Afterwords, you make a list of Buckets to which you can add new Buckets if need be. You then sort the list based on a threshold which you define and if two objects being compared overlap based on that threshold, then those both go into that Bucket. If they don't overlap, then move to the next Bucket, if there is an overlap there then add it to that Bucket, etc until you reach the last Bucket. If you have gone through all the Buckets and there is still no overlap, then create a new Bucket for that object.

class MainFunc
{    
    static void Main(string[] args)
    {    

         //makes a function to check if 2 values overlap over a threshold
         //st stands for start time and et stands for end time

         public bool IsWithinThreshold(double st1, double st2, double et1, double et2)
         {
             double threshold = .5;
             if(st1 >= et2 || st2 >= et1)
             {
                 return false
             }
             else
             {
                 if(st1+threshold <= et2 && st1+threshold <= et1 || st2+threshold <= et1 && st2+threshold <=et2)
                 {
                     return true;
                 }
                 else
                 {
                     return false;
                 }
             }
         }           
        // makes objects of type Person with attributes of name, start time, and end time

        Person Peter = new Person();
        Peter.name = "Peter"
        Peter.start_time = 10.5
        Peter.end_time = 11.0

        Person Dana = new Person();
        Dana.name = "Dana"
        Peter.start_time = 11.0
        Peter.end_time = 12.5

        Person Raymond = new Person();
        Raymond.name = "Raymond"
        Raymond.start_time = 10.5
        Raymond.end_time = 14.0

        Person Egon = new Person();
        Egon.name = "Egon"
        Egon.start_time = 12.0
        Egon.end_time = 13.0

        Person Winston = new Person();
        Winston.name = "Winston"
        Winston.start_time = 10.0
        Winston.end_time = 12.0

        //puts objects of type Person into an unordered list

        List<Person> people = new List<Person>();
        people.Add(Peter);
        people.Add(Dana);
        people.Add(Raymond);
        people.Add(Egon);
        people.Add(Winston);

        //sets up a list of lists of People (Buckets in our case)

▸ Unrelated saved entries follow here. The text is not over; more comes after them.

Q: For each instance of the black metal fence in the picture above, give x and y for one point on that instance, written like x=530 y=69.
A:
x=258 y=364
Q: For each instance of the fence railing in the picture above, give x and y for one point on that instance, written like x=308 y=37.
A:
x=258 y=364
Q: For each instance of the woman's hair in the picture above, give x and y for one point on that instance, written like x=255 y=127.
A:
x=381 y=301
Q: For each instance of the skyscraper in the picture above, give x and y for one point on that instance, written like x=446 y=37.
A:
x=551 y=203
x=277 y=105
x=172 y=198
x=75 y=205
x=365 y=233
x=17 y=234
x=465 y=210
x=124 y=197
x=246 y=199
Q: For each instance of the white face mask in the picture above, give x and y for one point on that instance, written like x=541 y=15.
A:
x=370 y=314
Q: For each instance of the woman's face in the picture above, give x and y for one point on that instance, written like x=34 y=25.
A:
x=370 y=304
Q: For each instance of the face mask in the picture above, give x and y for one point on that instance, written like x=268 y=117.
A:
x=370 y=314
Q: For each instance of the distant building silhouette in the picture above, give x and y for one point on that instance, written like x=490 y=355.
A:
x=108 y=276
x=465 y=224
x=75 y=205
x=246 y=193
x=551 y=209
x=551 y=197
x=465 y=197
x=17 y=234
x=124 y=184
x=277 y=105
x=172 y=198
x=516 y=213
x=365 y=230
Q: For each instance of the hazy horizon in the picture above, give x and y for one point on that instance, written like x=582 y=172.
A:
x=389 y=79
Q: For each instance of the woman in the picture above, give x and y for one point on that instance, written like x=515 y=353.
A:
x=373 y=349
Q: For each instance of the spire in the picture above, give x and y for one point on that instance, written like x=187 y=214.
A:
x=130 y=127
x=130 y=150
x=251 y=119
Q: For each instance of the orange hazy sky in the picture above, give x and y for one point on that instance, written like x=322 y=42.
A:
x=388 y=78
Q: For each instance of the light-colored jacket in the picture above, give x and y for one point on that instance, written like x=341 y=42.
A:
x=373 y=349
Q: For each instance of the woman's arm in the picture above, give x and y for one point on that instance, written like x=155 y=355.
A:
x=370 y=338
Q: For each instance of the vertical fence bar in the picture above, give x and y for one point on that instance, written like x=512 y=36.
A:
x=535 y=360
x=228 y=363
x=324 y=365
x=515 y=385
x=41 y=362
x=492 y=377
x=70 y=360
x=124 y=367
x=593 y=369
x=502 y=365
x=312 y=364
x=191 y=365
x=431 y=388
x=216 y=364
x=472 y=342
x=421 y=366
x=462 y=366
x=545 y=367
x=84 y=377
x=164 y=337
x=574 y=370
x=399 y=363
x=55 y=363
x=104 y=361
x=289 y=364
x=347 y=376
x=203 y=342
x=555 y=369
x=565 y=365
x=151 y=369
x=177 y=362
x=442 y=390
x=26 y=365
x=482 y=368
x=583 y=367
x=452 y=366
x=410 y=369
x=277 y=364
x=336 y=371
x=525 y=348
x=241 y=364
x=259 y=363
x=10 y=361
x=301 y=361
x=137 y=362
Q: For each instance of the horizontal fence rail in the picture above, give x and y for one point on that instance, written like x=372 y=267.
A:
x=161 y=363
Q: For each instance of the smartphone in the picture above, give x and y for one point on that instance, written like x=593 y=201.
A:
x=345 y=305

        List<List<Person>> Buckets = new List<List<Person>>;

        //sets up an intial Bucket and adds the first person on the list to it

        List<Person> Bucketinitial = new List<Person>;
        Bucketinitial.add(people[0]);


        for(var i = 1; i < people.Count; i++)
        {
            for(var j = 0; j< Buckets.count; j++)
            {
                //sets a checker to make sure that all objects in a given Bucket overlap with the person we are checking

                bool overlap = true;

                for(var k = 0; k< Buckets[k].count; k++)
                {
                overlap = overlap & IsWithinThreshold(people[i].start_time,Buckets[j][k].start_time,people[i].end_time,Buckets[j][k].end_time)
                }

                if (overlap == true)
                {
                    Buckets[j].add(people[i])
                }

                //if all the objects in a bucket don't overlap with the person...
                //... make a new Bucket with that person
                else
                {
                    List<Person> NewBucket = new List<Person>;
                    NewBucket.add(people[i]);
                    Buckets.add(NewBucket);
                }
            }
        }
    }
}

Then just add a print command to print out the name attributes of each object within each Bucket of the buckets list. Please leave a comment if you have any questions/concerns, cheers.

0
dpmcmlxxvi On

You can modify your algorithm to incorporate an interval tree to speed up the search

  1. Order the List by StartTime
  2. Add items to an interval tree
  3. Create an empty bucket
  4. Pick the first item from the List
  5. Find earliest items within threshold time of first item that fill up a bucket using an interval search of the interval tree
  6. Remove bucketed items from list
  7. If list is empty stop otherwise go to step 4

Basically you're moving from left to right in interval steps (given by your configurable threshold) using the interval tree to quickly query for closest items as you move.